Jadi pengertian ulama memang sangat spesifik, sehingga penggunaannya tidak boleh pada sembarang orang. Semua syaratnya jelas dan spesifik serta disetujui oleh umat Islam. Paling tidak, dia menguasai ilmu-ilmu tertentu, seperti ilmu Al-Quran, ilmu hadits, ilmu fiqih, ushul fiqih, qawaid fiqhiyah serta menguasai dalil-dalil hukum baik dari Quran dan sunnah. (Sarwat, http://www.ustsarwat.com: 16-12-2011)
Yaqub (2003:160) membagi pengertian ulama menjadi lima kategori yang harus dipenuhi oleh seorang ulama, antara lain:
1) Ulama yang menjadi ahli waris nabi itu pertama kali ditandai dengan sikapnya yang hanya takut kepada Allah. Dalam istilah al Qur’an disebut khasy-yah. Khasy-yah adalah rasa takut yang dibarengi dengan penghormatan dan ketaatan. Orang yang khasy-yah kepada Allah justru akan semakin mendekati Allah, bukan malah lari dan meninggalkannya. Karenanya, ulama ahli waris nabi selalu takut dan taat kepada Allah bukan berperilaku maksiat. 2) Sebelum memiliki sifat khasy-yah, ulama ahli waris nabi memiliki ilmu agama. Ia tidak sekedar mengetahui ilmu agama Islam untuk diamalkan oleh dirinya sendiri, tetapi juga mampu memberikannya kepada orang lain, minimal dapat menjawab pertanyaann-pertanyaan agama yang disampaikan kepadanya, 3) ulama ahli waris nabi adalah ia akrab dengan rakyat kecil, 4) zuhud adalah sikap untuk tidak mencintai dunia setelah dunia dikuasai. Banyak orang  miskin tetapi hatinya mencintai dunia, dan banyak orang kaya tetapi tidak tidak mencintai dunia, 5) ulama itu sudah berusia minimal empat puluh tahun. Menurut para ahli, usia empat puluh tahun itu adalah usia kematangan bagi seseorang. Pada usia itu ia sudah istiqomah (tenang jiwanya) dan mapan pribadinya, sehingga layak menjadi anutan kaummnya.

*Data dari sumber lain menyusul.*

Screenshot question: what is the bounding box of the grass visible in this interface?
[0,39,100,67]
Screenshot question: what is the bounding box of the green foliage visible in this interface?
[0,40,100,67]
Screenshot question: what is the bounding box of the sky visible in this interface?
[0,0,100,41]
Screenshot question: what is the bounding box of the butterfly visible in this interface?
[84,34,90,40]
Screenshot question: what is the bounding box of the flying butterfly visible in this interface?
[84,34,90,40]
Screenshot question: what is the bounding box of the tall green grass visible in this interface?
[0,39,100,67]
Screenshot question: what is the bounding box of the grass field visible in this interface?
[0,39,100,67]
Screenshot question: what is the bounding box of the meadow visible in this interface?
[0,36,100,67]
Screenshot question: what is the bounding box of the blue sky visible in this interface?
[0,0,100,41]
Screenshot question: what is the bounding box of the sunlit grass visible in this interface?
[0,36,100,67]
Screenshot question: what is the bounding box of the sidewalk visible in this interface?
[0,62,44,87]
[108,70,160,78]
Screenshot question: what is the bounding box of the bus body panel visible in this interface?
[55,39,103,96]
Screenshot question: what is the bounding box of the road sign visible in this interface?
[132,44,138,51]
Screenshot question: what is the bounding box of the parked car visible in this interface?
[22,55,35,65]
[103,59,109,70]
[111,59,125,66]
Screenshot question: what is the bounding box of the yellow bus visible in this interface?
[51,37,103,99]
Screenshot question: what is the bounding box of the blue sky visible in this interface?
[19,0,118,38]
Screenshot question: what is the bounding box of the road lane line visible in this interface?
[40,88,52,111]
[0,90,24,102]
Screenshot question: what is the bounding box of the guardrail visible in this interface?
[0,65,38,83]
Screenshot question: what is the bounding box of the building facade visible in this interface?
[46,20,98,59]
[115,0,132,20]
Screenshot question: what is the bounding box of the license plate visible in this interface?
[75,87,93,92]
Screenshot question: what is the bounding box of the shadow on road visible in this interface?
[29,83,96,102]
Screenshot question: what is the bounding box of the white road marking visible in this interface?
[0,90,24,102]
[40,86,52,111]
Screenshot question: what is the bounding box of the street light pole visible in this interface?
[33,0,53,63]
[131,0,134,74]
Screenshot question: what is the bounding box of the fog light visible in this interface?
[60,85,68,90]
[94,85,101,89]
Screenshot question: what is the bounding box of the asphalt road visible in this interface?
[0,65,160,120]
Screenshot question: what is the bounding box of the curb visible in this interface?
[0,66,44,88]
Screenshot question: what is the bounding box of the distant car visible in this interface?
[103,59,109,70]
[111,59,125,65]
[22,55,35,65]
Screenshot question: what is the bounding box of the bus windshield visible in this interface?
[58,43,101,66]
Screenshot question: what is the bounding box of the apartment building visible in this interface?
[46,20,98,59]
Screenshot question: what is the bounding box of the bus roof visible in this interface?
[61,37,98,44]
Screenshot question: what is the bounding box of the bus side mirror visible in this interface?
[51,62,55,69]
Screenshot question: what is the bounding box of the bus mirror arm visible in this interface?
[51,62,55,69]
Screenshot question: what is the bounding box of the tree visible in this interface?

Berdasarkan uraian di atas dan pengertian inilah kita sekarang memberi gelaran ulama itu kepada seseorang. Yakni siapa saja yang alim walau dalam bidang ilmu apa pun, dipanggil ulama. Mungkin tidak salah kalau itu disandarkan pada arti lahir dari perkataan ulama itu.

DAFTAR PUSTAKA

 Depdiknas. 2008. Kamus Bahasa Indonesia. Jakarta: Tim Penyusun Kamus Pusat Bahasa.